Veio então o STF e se manifestou pela não recepção do artigo 57 do Código de Telecomunicações por entender não suprir referida norma a exigência da parte final do inciso XII, artigo 5º CF, fazendo-se necessária a edição de lei própria.

"Habeas-Corpus. Crime Qualificado de Exploração de Prestígio (CP, Art. 357, Parágrafo Único). Conjunto Probatório Fundado, Exclusivamente, de Interceptação Telefônica, Por Ordem Judicial, Porém, Para Apurar Outros Fatos (Tráfico De Entorpecentes): Violação do Art. 5º, XII, Da Constituição. 1. O art. 5º, XII, da Constituição, que prevê, excepcionalmente, a violação do sigilo das comunicações telefônicas para fins de investigação criminal ou instrução processual penal, não é auto-aplicável: exige lei que estabeleça as hipóteses e a forma que permitam a autorização judicial. Precedentes. a) Enquanto a referida lei não for editada pelo Congresso Nacional, é considerada prova ilícita a obtida mediante quebra do sigilo das comunicações telefônicas, mesmo quando haja ordem judicial (CF, art. 5º, LVI). b) O art. 57, II, a, do Código Brasileiro de Telecomunicações não foi recepcionado pela atual Constituição (art. 5º, XII), a qual exige numerus clausus para a definição das hipóteses e formas pelas quais é legítima a violação do sigilo das comunicações telefônicas. 2. (...). 5. Habeas-corpus conhecido e provido para trancar a ação penal instaurada contra o paciente, por maioria de 6 votos contra 5 [43]".

No entanto, ao invés de se pôr fim às batalhas jurídicas até então travadas, esse posicionamento gerou verdadeiro paradoxo em nosso ordenamento jurídico.

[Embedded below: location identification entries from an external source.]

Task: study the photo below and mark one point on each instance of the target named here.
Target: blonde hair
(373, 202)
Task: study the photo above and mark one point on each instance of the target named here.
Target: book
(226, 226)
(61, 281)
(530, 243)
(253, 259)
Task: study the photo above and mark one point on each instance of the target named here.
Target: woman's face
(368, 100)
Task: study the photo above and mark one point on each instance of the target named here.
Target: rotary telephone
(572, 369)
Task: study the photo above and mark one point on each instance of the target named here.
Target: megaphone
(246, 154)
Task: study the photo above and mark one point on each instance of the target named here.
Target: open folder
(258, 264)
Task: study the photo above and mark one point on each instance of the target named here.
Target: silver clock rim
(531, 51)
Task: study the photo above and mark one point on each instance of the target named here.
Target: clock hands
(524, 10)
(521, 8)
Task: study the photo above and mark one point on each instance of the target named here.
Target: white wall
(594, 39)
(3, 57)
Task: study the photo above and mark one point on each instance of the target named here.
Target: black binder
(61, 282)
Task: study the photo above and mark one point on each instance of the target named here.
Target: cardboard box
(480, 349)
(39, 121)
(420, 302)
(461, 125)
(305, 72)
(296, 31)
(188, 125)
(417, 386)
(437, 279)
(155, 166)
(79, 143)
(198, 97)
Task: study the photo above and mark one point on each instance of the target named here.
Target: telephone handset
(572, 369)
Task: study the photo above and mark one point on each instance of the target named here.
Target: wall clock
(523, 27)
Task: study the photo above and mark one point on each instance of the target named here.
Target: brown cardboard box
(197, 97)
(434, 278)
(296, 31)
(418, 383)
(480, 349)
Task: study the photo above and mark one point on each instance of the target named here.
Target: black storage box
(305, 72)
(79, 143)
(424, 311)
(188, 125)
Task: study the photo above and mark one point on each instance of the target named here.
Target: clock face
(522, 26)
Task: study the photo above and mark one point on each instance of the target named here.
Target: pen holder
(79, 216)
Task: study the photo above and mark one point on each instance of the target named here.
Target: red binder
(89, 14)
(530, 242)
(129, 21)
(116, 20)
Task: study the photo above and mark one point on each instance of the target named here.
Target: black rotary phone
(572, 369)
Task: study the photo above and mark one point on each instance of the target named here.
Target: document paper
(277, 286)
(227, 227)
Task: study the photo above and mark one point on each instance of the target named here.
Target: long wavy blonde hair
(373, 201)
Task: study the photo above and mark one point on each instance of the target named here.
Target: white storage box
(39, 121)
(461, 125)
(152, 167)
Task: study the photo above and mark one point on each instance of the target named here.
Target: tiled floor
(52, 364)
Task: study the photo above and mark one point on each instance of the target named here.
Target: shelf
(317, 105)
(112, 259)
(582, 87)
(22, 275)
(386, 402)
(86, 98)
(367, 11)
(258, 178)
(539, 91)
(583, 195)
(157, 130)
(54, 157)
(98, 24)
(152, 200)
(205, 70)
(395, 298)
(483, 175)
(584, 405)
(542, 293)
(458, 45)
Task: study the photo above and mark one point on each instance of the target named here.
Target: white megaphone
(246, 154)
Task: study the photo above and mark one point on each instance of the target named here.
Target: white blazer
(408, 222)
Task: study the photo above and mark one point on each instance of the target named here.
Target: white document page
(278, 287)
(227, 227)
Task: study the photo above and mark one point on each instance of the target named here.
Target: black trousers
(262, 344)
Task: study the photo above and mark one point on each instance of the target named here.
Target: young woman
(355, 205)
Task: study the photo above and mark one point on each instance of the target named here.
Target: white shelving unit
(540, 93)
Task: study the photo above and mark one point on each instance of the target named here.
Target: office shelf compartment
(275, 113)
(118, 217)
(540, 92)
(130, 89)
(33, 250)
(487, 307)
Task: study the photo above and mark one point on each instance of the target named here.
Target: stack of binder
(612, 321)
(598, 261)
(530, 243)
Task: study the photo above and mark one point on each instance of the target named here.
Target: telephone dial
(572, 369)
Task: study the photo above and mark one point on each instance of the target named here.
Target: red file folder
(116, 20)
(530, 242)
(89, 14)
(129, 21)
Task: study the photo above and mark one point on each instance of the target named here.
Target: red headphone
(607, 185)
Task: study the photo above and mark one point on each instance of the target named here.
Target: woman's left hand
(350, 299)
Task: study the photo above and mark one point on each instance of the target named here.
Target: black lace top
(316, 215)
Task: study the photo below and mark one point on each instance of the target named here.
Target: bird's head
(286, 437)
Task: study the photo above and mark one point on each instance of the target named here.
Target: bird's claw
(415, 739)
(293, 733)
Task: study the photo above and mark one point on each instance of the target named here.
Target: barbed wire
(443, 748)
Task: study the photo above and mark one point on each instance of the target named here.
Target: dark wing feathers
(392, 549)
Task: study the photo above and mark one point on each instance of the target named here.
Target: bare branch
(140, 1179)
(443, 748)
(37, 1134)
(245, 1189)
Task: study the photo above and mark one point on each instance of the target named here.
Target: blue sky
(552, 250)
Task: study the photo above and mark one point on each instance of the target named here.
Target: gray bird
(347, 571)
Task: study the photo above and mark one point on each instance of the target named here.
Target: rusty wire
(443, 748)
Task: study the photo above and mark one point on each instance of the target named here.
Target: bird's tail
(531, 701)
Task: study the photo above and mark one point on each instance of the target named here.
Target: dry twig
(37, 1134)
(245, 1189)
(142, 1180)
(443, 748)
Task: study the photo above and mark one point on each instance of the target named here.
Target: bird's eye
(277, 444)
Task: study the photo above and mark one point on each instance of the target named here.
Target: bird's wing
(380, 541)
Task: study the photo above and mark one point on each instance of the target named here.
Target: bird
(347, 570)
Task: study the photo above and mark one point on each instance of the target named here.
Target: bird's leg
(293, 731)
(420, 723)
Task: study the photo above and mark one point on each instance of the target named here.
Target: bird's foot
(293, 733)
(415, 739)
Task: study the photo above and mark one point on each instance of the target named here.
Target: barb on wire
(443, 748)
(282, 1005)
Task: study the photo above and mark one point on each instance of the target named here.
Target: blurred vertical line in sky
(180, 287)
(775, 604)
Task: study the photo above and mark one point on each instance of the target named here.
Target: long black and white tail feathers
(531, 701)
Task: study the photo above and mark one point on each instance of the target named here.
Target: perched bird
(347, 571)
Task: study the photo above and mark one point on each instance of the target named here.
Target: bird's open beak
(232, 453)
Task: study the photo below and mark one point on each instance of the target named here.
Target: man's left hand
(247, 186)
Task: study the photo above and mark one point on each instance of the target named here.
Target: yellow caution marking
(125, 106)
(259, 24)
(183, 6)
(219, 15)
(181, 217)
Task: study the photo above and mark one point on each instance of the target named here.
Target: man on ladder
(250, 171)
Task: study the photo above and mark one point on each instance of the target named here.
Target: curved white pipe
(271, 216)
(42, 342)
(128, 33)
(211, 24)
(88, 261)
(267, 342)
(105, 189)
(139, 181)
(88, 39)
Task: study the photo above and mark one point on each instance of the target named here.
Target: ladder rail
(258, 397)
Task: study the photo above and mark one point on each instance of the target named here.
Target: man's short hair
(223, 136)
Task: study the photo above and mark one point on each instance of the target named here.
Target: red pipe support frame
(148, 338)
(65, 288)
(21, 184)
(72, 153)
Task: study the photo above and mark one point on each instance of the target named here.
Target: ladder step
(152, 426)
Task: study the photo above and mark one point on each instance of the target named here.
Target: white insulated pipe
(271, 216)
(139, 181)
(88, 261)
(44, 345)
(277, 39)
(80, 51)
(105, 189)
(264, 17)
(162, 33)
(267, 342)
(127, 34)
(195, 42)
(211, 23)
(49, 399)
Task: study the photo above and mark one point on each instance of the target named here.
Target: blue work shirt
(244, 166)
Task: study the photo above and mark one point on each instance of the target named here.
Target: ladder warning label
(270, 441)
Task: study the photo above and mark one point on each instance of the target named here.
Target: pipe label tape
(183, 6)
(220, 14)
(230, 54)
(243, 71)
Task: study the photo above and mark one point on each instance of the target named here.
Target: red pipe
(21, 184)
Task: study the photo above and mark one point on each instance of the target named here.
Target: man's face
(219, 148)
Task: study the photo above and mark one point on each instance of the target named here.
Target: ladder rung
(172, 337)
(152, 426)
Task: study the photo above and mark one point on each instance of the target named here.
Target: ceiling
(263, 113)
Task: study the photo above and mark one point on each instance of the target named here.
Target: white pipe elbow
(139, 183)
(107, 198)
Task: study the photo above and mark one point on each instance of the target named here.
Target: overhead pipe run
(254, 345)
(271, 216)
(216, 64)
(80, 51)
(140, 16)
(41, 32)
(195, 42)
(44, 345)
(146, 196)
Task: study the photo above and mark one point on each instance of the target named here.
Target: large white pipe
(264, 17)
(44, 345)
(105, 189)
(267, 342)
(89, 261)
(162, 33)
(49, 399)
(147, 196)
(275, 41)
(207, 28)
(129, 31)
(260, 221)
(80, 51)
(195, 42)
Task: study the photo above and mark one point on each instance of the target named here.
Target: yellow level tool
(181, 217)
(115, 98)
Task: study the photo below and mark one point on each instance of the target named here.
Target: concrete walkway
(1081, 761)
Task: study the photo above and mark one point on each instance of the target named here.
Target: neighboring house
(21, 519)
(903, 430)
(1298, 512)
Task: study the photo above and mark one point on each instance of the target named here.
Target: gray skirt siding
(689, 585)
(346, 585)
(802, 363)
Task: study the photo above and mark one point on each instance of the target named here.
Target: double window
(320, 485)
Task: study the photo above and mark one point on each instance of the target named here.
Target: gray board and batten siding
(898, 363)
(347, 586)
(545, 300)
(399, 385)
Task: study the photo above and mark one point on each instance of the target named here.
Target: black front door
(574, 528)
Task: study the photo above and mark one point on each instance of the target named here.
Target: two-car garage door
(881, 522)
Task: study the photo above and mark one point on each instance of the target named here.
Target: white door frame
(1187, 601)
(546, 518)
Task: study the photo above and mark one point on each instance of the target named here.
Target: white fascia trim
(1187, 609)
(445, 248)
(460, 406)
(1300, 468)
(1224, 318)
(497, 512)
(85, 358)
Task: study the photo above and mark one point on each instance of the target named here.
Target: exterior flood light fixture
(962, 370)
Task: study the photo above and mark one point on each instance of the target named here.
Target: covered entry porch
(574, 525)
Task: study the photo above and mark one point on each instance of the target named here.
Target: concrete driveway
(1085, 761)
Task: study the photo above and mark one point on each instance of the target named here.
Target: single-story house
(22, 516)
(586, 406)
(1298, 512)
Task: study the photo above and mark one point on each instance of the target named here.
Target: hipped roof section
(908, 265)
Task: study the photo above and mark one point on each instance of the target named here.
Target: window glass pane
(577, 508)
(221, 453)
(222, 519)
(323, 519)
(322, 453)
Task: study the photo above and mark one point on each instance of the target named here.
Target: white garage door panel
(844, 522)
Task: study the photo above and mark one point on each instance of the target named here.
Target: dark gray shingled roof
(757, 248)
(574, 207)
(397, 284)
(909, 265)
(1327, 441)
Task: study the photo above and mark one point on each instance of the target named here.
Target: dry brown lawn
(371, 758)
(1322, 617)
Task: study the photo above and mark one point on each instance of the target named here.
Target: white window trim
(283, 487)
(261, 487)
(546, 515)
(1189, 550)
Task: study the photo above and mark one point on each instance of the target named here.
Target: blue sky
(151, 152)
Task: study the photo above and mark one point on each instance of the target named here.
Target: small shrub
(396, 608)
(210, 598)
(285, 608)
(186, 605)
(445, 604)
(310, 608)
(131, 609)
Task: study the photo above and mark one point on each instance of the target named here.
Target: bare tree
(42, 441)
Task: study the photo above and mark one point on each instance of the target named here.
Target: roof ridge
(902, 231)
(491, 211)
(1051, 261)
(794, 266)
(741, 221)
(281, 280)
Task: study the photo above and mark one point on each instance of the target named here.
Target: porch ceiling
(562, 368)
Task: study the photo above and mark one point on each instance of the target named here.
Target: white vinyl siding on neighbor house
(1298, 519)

Durante a vigência das Constituições anteriores, que textualmente inadmitiam a quebra do sigilo de correspondências e comunicações, as decisões judiciais eram favoráveis às violações com fundamento em preceitos infraconstitucionais. Já diante da nova ordem constitucional, que expressamente autoriza a violação, viram-se os magistrados impedidos de autorizá-la por inexistir legislação regulamentadora específica.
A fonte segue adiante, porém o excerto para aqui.